Kitsap outfielder Doug Buser, who will be a junior at the University of Oklahoma in the fall, said Meeker acclimated well when he joined the Jackets last season.

“He’s done a lot of introducing himself to other people throughout his life — that’s what he did in Portugal — and I think that kind of comes over nowadays when he’s meeting people just in general,” Buser said. “He’s very personable, very fun and he makes people feel at ease when they’re in a conversation with him.”

It all comes from experience. After graduating from South, Meeker spent a year at Olympic College and then went on a two-year mission in Portugal for the Church of Jesus Christ of Latter-day Saints.

“It was an amazing, life-changing experience,” he said. “It was a great experience to go over there on my own and to kind of get away from mom and dad and realize that one day I’m going to have to grow up and be independent. I learned a lot and made a lot of great friends over there, and one day I hope to go back.”

The blend of experiences also translates to the field. Meeker seems to feel at ease anywhere on the diamond, but said he is most comfortable at second base.

Of course, he wouldn’t want to underscore his time at third base where “you feel more like a man” because of the quick reaction — almost like a ping-pong — of the ball coming off the bat.

Then again, left field is the “fun position” because “you don’t get too much action and you get some time to think.”

Press Meeker on what position he really wants to play, though, and the answer is none of the above.

“Maybe one day Acker will let me pitch,” he said. “That would be my dream.”

Another dream might be to follow Bloomquist to the Major League, but that seems unlikely, since Meeker wasn’t selected in the June amateur draft and only has one year of college eligibility left.

“I’m not going to say yes because I don’t personally see myself at that point right now,“ he said. “But it’s always a possibility.

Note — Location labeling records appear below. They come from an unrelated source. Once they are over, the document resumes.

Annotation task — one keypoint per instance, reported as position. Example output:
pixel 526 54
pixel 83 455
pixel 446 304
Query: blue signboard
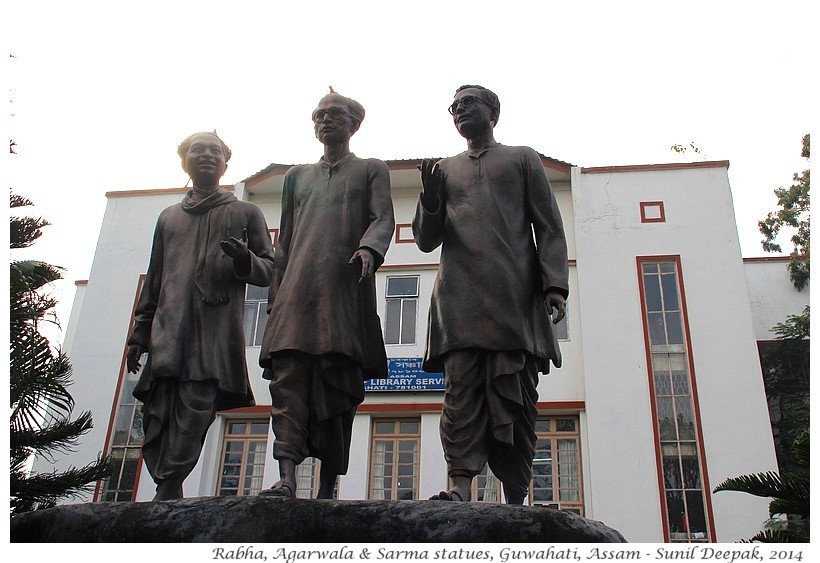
pixel 405 374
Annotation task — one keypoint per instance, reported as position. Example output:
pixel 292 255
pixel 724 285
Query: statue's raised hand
pixel 431 183
pixel 556 301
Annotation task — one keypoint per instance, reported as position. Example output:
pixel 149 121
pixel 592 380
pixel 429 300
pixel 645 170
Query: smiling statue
pixel 503 270
pixel 323 337
pixel 189 316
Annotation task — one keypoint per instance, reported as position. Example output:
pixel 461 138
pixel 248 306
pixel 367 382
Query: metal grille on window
pixel 679 448
pixel 256 314
pixel 401 309
pixel 126 442
pixel 243 457
pixel 556 469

Who knows what can happen?”

If that doesn’t work out, Meeker is excited about a career that combines his athletic passion and social acumen.

“My future goal actually is to become a broadcaster,” said Meeker, a communications major who also enjoys basketball, football and soccer. “Hopefully being in sports and around sports, if I can’t play I might as well broadcast. I can’t see the rest of my life without sports, so that’s why I want to go with broadcasting.”